I am relatively new to Storm and I am attempting to create a topology that will take in a file, parse the contents and then run a third party API to do some analytics on that content.
I have a topology, one spout, and three bolts. Basically the spout feeds the file to the first bolt which will extract the file content. Then the second bolt will run the third party analytic, and the last bolt will write everything to an xml string representation.
I have tested that the first two bolts were working as expected, but the issue came when I added the last bolt. It seems that the second bolt takes a long time to run and Storm is timing out. The execution time of the third party code takes around 37 seconds. I have been reading that after 30 seconds Storm will time out the spout and fail it.
I keep seeing this in the logs:
17580 [Thread-9-disruptor-executor[3 3]-send-queue] INFO backtype.storm.util - Async loop interrupted!
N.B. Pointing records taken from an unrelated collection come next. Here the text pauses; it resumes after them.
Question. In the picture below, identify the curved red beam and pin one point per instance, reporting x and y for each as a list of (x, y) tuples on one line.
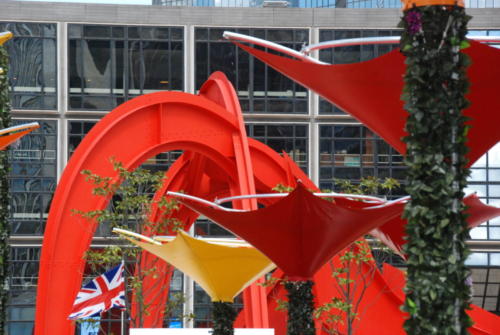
[(371, 92), (133, 132)]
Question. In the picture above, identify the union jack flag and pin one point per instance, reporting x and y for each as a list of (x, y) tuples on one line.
[(100, 294)]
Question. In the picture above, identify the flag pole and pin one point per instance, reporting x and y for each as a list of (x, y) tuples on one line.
[(123, 322)]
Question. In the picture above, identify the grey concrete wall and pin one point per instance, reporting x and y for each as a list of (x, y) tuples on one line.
[(252, 17)]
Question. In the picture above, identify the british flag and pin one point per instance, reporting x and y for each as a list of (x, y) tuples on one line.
[(102, 293)]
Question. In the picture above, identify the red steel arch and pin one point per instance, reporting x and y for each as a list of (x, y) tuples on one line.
[(133, 132)]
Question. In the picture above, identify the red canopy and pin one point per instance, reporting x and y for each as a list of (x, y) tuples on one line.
[(301, 232), (370, 91)]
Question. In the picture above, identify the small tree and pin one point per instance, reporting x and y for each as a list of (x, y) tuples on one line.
[(350, 273), (131, 207)]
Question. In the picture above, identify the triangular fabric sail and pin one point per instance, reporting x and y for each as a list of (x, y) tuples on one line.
[(477, 211), (300, 232), (371, 92), (222, 271)]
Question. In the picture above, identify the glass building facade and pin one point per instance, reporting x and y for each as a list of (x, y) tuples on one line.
[(68, 74)]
That time (300 seconds) means that once a tuple is emitted by a spout, the topology has 300 seconds to process that tuple and all subsequent tuples that ripple through the topology (through the three bolts) as a result of that tuple.
If the spout emits a second tuple but the first bolt is still processing the first tuple, the clock is still ticking for that second tuple.
This means you either have to:
1) increase the parallelism hint for the bolts so that there's no backlog slowing down the processing for any tuple emitted by the spout, or
2) use the topology.max.spout.pending property to limit the number of tuples the spout can emit before having to wait for one of those tuples to complete.